ERCOT must be held accountable

The Montgomery County Power Station, which is owned by Entergy Texas. The company was forced to shrink it's load by 800 MW during a winter storm last week due to generation outages. This left thousands in Walker County without power for days. 

Through water shortages, power outages and a frigid temperatures, the last week has tested the generosity, resilience and fortitude of our people.

Now it’s time for our leaders exercise that same fight.

By now, you’re probably aware of the hot water — no pun intended — that the Electric Reliability Council of Texas is in after millions were left without power.

ERCOT ordered a series of rolling blackouts intended to protect the grid from catastrophic failure, but instead, households were left without power for days before operations had “returned to normal” five days after the blackouts started.

With the Texas Legislative Session underway, state leaders have spoken out against the incident, calling it “completely unacceptable.”

Gov. Greg Abbott last week declared an emergency item for lawmakers to investigate the state’s main electric grid operator.

State Rep. Phil King, R-Weatherford, said the mandatory winterization of power generators and systems has been added to the Legislature’s emergency agenda.

“Much fault will be found at the regulatory levels or ERCOT and the Public Utility Commission,” he said. “Some companies within the electric power industry have failed. And there will be blame to lay at the feed to the Texas Legislature where I serve.

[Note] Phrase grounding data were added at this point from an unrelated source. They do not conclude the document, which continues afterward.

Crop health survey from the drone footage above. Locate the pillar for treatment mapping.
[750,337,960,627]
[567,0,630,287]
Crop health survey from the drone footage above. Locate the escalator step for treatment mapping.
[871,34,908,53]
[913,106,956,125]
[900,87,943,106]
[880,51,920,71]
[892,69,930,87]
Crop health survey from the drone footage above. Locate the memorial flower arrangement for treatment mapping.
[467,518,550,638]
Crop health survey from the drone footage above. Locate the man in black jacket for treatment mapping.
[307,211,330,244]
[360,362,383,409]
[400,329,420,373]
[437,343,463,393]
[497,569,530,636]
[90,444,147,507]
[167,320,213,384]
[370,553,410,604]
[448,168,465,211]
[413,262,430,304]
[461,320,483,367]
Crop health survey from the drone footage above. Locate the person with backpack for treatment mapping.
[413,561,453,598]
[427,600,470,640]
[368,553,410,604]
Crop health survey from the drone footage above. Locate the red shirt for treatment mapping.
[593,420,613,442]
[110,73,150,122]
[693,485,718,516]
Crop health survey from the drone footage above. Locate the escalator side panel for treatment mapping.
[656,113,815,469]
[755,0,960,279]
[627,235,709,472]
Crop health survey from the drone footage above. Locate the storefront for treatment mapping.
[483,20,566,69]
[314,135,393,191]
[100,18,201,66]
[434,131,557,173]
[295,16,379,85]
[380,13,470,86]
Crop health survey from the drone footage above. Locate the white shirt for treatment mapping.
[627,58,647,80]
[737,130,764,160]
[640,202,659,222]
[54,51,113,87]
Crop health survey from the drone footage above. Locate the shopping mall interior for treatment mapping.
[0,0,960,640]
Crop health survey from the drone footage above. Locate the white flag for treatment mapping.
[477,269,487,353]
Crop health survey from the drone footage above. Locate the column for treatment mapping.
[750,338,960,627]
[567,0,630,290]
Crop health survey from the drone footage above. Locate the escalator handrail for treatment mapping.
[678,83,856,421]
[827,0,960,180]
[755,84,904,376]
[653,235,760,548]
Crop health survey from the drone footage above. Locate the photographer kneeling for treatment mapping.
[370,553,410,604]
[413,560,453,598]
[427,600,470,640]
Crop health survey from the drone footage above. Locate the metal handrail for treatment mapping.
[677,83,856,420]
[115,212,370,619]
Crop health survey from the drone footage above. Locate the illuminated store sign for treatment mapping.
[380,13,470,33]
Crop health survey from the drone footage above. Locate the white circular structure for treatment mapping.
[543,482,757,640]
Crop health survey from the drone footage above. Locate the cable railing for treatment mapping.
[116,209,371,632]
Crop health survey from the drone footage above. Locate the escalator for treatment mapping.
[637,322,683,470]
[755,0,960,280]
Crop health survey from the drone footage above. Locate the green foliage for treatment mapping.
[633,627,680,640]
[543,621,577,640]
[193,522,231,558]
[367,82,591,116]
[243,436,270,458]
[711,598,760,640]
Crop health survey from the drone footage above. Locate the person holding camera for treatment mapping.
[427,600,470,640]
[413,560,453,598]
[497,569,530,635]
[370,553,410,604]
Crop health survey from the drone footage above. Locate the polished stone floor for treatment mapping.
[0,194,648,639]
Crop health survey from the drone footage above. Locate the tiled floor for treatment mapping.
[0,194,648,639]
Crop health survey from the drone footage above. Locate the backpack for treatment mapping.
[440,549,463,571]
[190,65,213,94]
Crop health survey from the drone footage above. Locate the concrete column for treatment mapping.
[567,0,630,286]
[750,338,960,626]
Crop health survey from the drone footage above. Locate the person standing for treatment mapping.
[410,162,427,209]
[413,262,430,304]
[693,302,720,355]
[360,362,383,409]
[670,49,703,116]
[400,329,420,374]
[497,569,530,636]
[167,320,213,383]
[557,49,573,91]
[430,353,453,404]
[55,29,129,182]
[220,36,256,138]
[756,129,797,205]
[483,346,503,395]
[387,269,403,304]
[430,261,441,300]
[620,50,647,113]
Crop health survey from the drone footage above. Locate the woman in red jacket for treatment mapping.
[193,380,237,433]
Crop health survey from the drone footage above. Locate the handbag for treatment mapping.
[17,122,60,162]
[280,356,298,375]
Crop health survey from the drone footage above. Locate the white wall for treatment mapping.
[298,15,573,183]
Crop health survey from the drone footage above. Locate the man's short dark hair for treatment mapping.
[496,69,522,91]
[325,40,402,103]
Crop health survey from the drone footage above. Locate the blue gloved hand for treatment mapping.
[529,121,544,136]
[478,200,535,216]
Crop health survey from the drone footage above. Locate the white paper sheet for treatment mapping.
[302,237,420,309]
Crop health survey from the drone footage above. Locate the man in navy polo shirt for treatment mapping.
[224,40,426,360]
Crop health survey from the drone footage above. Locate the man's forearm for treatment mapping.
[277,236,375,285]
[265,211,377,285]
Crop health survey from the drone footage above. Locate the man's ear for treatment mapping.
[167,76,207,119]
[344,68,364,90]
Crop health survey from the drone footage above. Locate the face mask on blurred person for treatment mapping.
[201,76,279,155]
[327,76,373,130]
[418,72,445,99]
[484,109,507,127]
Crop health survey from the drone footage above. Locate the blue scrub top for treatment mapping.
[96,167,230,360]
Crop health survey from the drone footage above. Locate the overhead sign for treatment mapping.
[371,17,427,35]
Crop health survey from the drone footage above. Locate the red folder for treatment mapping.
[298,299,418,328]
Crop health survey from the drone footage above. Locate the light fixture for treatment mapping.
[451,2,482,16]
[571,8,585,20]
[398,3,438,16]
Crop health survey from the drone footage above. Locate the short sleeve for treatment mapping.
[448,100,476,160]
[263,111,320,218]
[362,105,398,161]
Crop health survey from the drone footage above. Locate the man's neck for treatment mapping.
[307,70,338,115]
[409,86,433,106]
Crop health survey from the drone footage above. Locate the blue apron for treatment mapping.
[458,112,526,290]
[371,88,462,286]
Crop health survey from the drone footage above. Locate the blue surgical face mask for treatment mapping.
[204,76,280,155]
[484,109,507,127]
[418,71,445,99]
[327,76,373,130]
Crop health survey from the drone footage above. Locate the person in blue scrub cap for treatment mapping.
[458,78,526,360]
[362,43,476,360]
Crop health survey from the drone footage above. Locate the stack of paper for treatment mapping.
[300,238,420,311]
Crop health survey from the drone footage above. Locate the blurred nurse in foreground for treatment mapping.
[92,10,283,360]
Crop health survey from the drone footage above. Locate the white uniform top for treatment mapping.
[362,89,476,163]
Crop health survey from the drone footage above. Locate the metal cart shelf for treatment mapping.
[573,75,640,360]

“The important thing is to correct this where it will never happen again. I commit to you that we will get this done.”

Sen. Drew Springer, R-Muenster, told constituents he understands and feels their frustration.

“In the Texas Senate, I will be fighting to hold ERCOT accountable and make sure that the appropriate reforms are made so that Texans aren’t put in this position again,” he said.

The Associated Press reported around 70 deaths were attributed to the snow, ice and frigid temperatures nationwide — most of them were from Texas.

More than a dozen were people found perished in homes that had lost heat. One of them was an 11-year-old boy from the Houston area.

To say this is unacceptable is an understatement.

Legislators, we are holding you accountable for your promises.